Muted week ends with modest weakness in US equities

Most of the US equity indices ended the week lower. The NASDAQ Composite was the only index to edge higher, as the tech-heavy index added 0.3% over the week. The Dow Jones declined by 0.5%, while the S&P 500 fell 0.3%.

The Wall Street resisted reacting to political turmoil in Washington, as Donald Trump shockingly fired FBI Director James Corney. Strength in semiconductor stocks aided the NASDAQ Composite in reaching its new high. Also, Apple surpassed USD800 billion in market capitalisation for the first time, benefiting from the news that Warren Buffet’s Berkshire Hathaway has further raised its stake in the company. The Dow Jones suffered due to a disappointing performance by few blue chip stocks. Retail sector stocks suffered a setback as Kohl’s and Macy’s reported disappointing first-quarter numbers.

On the economic front, weekly jobless claims fell unexpectedly to near four-decade lows, while continuing claims reached their lowest level since 1988. Also, April’s retail sales grew less than expected.


European markets finish mixed

European equity markets begun the week on a quiet note, as investors had already priced in Emmanuel Macron’s victory in France’s presidential elections. France’s CAC 40 dropped 0.5%, as profit booking subsequent to Macron’s victory in the presidential election weighed on the index.
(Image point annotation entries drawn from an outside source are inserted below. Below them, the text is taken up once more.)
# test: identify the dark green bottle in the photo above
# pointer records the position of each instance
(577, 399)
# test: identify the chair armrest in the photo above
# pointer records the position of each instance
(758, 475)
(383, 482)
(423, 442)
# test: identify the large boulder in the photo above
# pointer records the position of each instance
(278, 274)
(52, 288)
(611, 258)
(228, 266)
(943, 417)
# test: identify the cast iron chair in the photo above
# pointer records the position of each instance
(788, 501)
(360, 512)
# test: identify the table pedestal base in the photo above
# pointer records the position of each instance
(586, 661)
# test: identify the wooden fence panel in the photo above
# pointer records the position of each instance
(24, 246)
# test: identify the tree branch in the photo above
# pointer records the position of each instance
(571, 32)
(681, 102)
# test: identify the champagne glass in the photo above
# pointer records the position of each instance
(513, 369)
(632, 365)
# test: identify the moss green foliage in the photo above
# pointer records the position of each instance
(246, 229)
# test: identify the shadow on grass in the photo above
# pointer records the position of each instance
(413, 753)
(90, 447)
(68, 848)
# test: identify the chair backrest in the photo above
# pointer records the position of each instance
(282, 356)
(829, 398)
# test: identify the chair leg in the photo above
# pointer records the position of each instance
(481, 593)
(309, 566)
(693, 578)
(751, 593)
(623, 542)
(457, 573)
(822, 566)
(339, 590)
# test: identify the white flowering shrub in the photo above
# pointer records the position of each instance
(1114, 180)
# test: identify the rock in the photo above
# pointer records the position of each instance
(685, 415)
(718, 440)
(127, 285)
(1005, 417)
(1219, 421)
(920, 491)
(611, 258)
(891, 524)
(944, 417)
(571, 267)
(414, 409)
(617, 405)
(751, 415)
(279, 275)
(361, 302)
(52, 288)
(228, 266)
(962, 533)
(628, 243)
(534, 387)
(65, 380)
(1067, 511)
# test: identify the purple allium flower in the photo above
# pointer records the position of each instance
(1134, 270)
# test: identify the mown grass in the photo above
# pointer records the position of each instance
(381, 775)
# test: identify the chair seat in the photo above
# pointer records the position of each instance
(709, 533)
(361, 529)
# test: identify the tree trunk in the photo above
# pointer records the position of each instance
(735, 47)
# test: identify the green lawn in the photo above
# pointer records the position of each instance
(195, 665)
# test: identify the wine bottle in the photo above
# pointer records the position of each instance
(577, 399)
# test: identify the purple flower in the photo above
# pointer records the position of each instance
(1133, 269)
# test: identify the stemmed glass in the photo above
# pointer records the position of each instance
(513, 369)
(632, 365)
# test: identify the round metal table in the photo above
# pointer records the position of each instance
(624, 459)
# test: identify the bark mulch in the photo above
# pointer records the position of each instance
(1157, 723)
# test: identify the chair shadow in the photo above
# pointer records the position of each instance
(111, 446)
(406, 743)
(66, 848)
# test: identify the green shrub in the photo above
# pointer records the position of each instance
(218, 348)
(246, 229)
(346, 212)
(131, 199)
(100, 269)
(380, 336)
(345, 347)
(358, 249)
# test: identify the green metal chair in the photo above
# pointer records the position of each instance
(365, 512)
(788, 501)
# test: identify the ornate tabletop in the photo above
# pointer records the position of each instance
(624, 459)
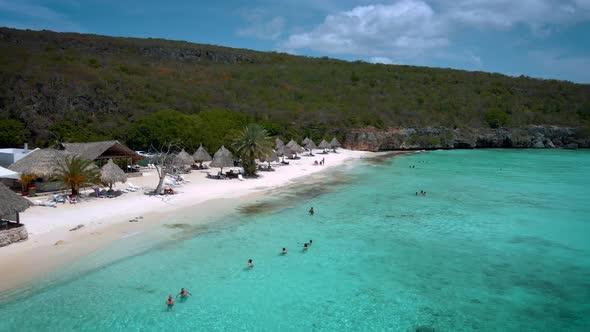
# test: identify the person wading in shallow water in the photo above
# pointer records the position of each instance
(170, 302)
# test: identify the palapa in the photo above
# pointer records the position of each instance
(279, 142)
(11, 203)
(222, 158)
(41, 163)
(324, 145)
(110, 173)
(183, 158)
(201, 155)
(334, 143)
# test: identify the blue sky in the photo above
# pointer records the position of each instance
(539, 38)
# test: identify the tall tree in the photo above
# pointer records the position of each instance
(252, 143)
(77, 172)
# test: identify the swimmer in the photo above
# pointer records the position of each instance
(184, 294)
(170, 302)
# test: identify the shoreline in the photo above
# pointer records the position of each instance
(33, 260)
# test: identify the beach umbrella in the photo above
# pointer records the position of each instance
(324, 145)
(310, 146)
(335, 144)
(222, 158)
(279, 142)
(201, 155)
(273, 156)
(5, 173)
(43, 163)
(110, 173)
(283, 151)
(11, 203)
(183, 158)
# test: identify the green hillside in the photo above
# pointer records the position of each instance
(74, 87)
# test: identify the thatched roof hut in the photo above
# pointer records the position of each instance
(324, 145)
(222, 158)
(279, 142)
(310, 145)
(41, 163)
(110, 173)
(201, 155)
(334, 143)
(11, 203)
(183, 158)
(101, 150)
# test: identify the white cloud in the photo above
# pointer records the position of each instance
(381, 59)
(404, 27)
(37, 16)
(261, 25)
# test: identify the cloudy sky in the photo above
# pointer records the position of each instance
(539, 38)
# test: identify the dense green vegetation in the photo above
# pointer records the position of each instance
(72, 87)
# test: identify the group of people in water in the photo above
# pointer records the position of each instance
(184, 294)
(321, 162)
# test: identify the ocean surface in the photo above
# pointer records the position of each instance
(500, 242)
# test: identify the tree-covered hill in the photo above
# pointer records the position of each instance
(76, 87)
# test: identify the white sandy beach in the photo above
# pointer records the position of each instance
(107, 219)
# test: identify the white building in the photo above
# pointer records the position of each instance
(11, 155)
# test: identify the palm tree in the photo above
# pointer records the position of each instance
(252, 143)
(76, 172)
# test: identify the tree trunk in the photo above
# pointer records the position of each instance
(162, 173)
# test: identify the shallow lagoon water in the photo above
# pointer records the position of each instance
(500, 242)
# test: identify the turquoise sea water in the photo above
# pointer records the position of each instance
(501, 242)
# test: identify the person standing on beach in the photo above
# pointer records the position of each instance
(170, 302)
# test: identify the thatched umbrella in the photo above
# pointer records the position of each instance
(273, 156)
(294, 147)
(335, 144)
(201, 155)
(11, 203)
(324, 145)
(283, 151)
(183, 158)
(310, 145)
(279, 142)
(222, 158)
(42, 163)
(110, 173)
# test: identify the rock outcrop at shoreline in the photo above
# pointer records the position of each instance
(371, 139)
(13, 235)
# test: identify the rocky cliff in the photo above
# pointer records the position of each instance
(371, 139)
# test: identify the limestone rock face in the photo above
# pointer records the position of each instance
(13, 235)
(372, 139)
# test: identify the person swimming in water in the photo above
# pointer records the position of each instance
(184, 294)
(170, 302)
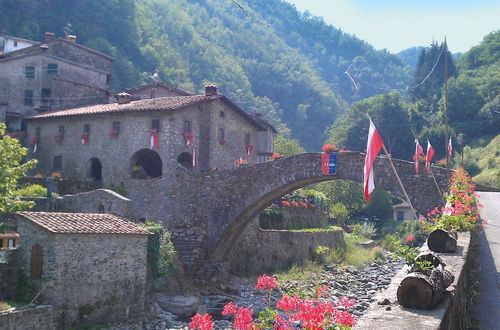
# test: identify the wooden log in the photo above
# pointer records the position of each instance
(442, 241)
(418, 290)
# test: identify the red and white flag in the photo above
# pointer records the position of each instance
(373, 147)
(428, 156)
(418, 151)
(450, 149)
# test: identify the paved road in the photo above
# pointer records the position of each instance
(488, 311)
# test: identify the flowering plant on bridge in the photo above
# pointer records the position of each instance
(289, 312)
(329, 148)
(460, 212)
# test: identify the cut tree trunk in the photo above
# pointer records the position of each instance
(418, 290)
(442, 241)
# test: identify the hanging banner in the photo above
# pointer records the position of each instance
(328, 163)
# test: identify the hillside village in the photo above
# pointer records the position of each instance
(157, 204)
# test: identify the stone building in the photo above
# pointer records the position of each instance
(57, 74)
(147, 138)
(155, 90)
(93, 266)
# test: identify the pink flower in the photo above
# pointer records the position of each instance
(265, 282)
(410, 238)
(229, 308)
(201, 322)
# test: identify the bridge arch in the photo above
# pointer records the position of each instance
(299, 171)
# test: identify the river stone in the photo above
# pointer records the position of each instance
(182, 306)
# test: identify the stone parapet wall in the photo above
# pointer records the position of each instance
(259, 251)
(39, 318)
(450, 314)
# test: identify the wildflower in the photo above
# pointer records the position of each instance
(410, 238)
(229, 308)
(265, 282)
(201, 322)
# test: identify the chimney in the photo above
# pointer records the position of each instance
(49, 37)
(123, 98)
(210, 90)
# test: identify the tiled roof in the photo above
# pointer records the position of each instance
(83, 223)
(158, 104)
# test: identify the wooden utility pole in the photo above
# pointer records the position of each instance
(447, 132)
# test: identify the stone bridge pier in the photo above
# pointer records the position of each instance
(207, 212)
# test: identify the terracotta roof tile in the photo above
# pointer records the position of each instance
(158, 104)
(83, 223)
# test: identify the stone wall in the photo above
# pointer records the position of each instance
(40, 318)
(98, 278)
(262, 251)
(115, 154)
(450, 314)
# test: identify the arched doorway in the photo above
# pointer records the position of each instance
(95, 169)
(36, 262)
(146, 163)
(186, 160)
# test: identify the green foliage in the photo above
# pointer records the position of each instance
(367, 230)
(11, 170)
(287, 147)
(33, 190)
(160, 250)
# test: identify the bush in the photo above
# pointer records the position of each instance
(160, 250)
(367, 230)
(33, 190)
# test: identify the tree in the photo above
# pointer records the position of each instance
(11, 170)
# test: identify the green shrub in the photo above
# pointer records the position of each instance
(367, 230)
(33, 190)
(160, 250)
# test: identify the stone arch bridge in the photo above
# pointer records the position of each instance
(207, 212)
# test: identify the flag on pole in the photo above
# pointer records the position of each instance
(373, 147)
(418, 151)
(450, 149)
(428, 156)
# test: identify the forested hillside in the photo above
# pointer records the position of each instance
(473, 105)
(264, 55)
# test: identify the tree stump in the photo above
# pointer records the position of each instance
(442, 241)
(422, 291)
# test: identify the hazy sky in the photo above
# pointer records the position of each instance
(400, 24)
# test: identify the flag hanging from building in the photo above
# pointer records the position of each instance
(373, 147)
(450, 149)
(418, 151)
(428, 156)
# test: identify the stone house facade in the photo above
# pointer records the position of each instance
(53, 75)
(93, 266)
(147, 138)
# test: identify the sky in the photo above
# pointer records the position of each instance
(400, 24)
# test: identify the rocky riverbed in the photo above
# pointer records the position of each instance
(172, 312)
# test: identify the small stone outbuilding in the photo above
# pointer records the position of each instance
(92, 266)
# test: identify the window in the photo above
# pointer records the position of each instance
(187, 126)
(155, 124)
(28, 97)
(52, 68)
(221, 136)
(36, 262)
(57, 163)
(29, 72)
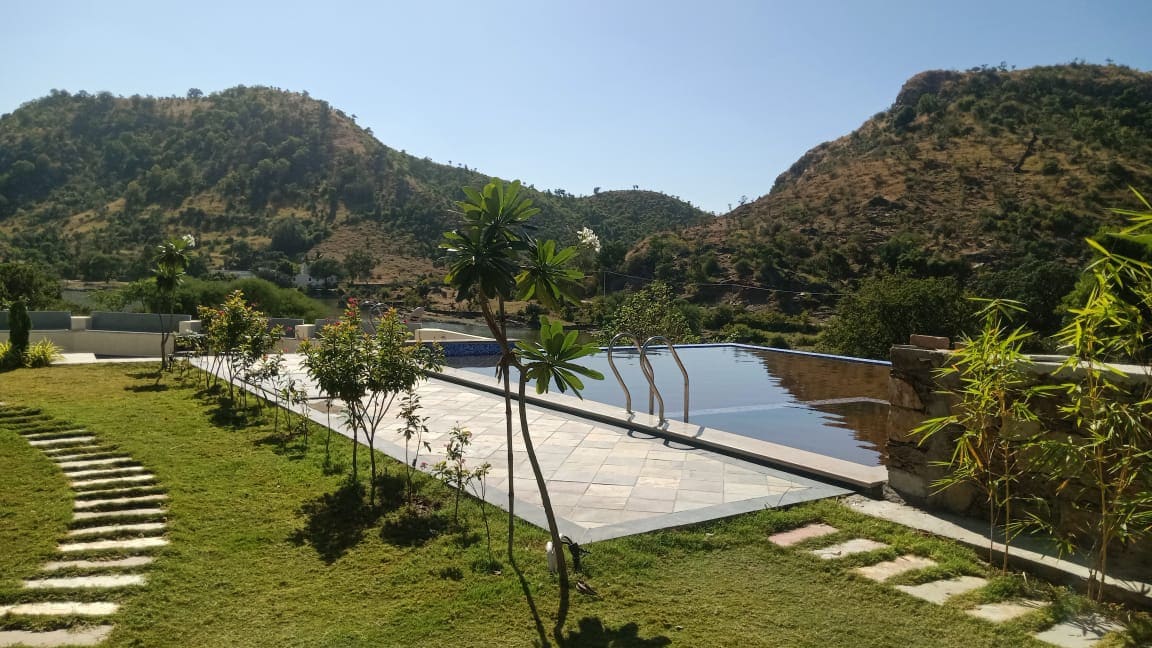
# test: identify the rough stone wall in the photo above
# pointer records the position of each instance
(916, 393)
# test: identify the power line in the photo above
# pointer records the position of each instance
(729, 285)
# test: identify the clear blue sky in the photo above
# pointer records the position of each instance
(707, 100)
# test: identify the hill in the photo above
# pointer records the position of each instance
(991, 175)
(262, 176)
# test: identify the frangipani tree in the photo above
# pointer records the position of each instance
(169, 265)
(492, 260)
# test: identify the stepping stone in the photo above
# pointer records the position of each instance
(88, 635)
(116, 513)
(855, 545)
(1080, 632)
(119, 528)
(138, 499)
(888, 569)
(85, 582)
(74, 452)
(126, 479)
(795, 536)
(60, 608)
(105, 544)
(1005, 610)
(122, 563)
(54, 434)
(105, 472)
(65, 441)
(940, 590)
(89, 462)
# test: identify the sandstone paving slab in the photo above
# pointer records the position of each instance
(795, 536)
(116, 513)
(55, 434)
(940, 590)
(111, 544)
(119, 528)
(855, 545)
(106, 472)
(1081, 632)
(88, 635)
(1005, 610)
(103, 481)
(60, 608)
(888, 569)
(110, 502)
(118, 564)
(74, 452)
(62, 442)
(85, 582)
(81, 464)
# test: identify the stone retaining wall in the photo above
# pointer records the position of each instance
(917, 393)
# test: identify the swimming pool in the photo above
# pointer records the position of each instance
(821, 404)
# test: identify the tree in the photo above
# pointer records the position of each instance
(326, 270)
(366, 371)
(358, 264)
(888, 308)
(169, 264)
(492, 260)
(651, 311)
(29, 283)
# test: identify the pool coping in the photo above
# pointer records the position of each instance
(840, 472)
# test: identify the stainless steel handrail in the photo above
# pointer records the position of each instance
(644, 362)
(612, 363)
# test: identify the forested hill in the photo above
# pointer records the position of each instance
(991, 175)
(89, 182)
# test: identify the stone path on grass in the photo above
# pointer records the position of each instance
(1082, 632)
(119, 518)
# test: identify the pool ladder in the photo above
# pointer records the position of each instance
(649, 374)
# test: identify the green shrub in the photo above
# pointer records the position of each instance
(40, 354)
(8, 360)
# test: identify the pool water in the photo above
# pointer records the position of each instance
(828, 405)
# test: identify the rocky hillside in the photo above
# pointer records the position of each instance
(89, 182)
(992, 175)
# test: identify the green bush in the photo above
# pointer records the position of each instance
(40, 354)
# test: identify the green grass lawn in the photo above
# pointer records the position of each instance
(265, 552)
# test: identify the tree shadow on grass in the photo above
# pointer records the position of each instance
(294, 447)
(412, 526)
(336, 521)
(145, 389)
(230, 414)
(592, 633)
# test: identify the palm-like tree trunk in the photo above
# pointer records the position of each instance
(546, 504)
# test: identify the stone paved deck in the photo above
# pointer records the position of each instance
(604, 481)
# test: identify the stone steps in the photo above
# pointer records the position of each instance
(84, 504)
(110, 490)
(86, 635)
(60, 609)
(92, 484)
(85, 582)
(114, 564)
(77, 465)
(1081, 632)
(116, 513)
(130, 528)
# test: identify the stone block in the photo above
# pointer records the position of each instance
(901, 393)
(929, 341)
(901, 422)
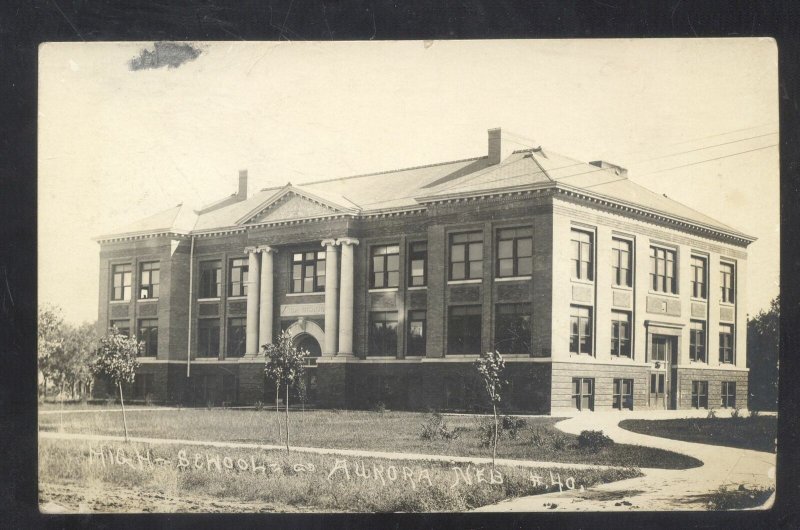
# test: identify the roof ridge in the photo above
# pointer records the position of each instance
(391, 171)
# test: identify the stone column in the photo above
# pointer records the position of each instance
(266, 301)
(253, 277)
(346, 296)
(331, 296)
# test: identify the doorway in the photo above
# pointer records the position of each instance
(663, 373)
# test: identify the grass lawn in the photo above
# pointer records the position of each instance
(380, 431)
(744, 433)
(160, 477)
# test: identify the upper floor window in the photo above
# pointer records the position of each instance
(121, 286)
(582, 255)
(237, 279)
(697, 341)
(662, 270)
(383, 333)
(210, 279)
(418, 264)
(698, 277)
(385, 266)
(580, 334)
(621, 257)
(620, 334)
(237, 337)
(512, 329)
(416, 332)
(514, 252)
(726, 351)
(464, 330)
(727, 282)
(148, 335)
(308, 271)
(466, 256)
(148, 280)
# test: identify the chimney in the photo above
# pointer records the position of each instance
(619, 170)
(242, 193)
(498, 149)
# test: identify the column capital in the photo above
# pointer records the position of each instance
(347, 241)
(329, 242)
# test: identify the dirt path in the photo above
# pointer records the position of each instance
(658, 489)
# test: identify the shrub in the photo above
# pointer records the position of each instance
(594, 441)
(436, 429)
(558, 442)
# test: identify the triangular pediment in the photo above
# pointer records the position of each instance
(290, 204)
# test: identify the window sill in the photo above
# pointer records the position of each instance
(462, 282)
(513, 279)
(676, 296)
(622, 287)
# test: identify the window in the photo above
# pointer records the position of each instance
(466, 256)
(237, 337)
(210, 279)
(726, 343)
(385, 266)
(583, 393)
(123, 327)
(698, 277)
(208, 337)
(514, 252)
(122, 282)
(237, 283)
(623, 394)
(308, 272)
(416, 332)
(580, 337)
(697, 341)
(148, 280)
(418, 264)
(464, 330)
(512, 328)
(620, 334)
(700, 394)
(662, 270)
(726, 282)
(621, 262)
(383, 333)
(728, 394)
(148, 334)
(582, 255)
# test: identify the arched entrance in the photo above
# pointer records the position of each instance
(308, 336)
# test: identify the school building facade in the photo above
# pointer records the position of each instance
(599, 293)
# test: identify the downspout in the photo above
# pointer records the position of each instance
(189, 333)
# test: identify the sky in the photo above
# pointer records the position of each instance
(696, 119)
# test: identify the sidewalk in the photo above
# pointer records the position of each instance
(658, 489)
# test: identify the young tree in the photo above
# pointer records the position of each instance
(50, 336)
(116, 363)
(763, 346)
(285, 364)
(490, 367)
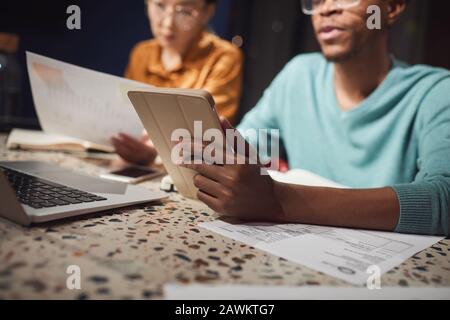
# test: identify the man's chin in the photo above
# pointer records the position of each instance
(337, 56)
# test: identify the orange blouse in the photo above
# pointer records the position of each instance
(212, 64)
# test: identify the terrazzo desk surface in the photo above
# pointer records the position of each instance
(130, 253)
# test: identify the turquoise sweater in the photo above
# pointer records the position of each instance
(398, 137)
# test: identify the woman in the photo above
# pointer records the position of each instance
(182, 55)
Germany’s DAX 30 added 0.4% on account of positive economic data, as the country’s March manufacturing orders’ number increased a greater-than-anticipated 1.0% m/m. Spain’s IBEX fell 2.1%, while Italy’s FTSE MIB added 0.4% during the week.

The Bank of England (BoE) kept its policy Bank Rate unchanged at 0.25%. The central bank downwardly revised its 2017 growth outlook to 1.9% from 2%, citing weakening household spending. However, it lifted the growth projection for 2018 to 1.7% from 1.6% and that for 2019 to 1.8% from 1.7%. UK’s FTSE 100 climbed higher for the third successive week as the index gained 1.9% over the week.

In economic news, German March industrial output declined marginally by 0.4% m/m following February’s 1.8% increase. France’s March industrial production was up 2% on the month after it declined 1.7% in February.


Domestic factors weigh on Asian equities

Australia’s S&P/ASX index finished the week unchanged at 5,837, as mixed bag of economic data weighed on investor sentiments. Uptick in commodity prices propelled commodity sector stocks higher. Also, media stocks gained as the government proposed to repeal media ownership restrictions. However, a decline in retail sector stocks following the disappointing March retail sales data and weakness in banking sector stocks over rising concerns surrounding regulatory action to ease housing market, offset the gains in commodity sector stocks. Moreover, the economic data were mixed as the Australian business confidence reached its highest level in seven years in April, while building approvals declined at a faster-than-expected pace in March.

Japan’s Nikkei 225 added 2.3% to close at 19,883.90. The yen continued to weaken steadily against the USD. The Country’s current account surplus for 12 months ended March 2017 soared to USD180 billion, recording a gain of 13% y/y. The BoJ signaled continuation in its ultra-easy monetary policy as the central bank cautioned investors that the tight labor market may not necessarily drive inflation in the near term.

China’s Shanghai Composite Index fell 0.6% over the week following disappointing merchandise trade data. In April, the exports increased by 8% against the expectations of 12.1% rise, while the imports were up 11.9% against expectations of a 16.5% growth. In economic news, April’s consumer price index was up 1.2% y/y.

India’s Nifty gained 1.2% over the last week, as the prospect of normal monsoon uplifted the investor sentiments. Moreover, earnings recovery and strong liquidity flows in the markets aided Indian equities.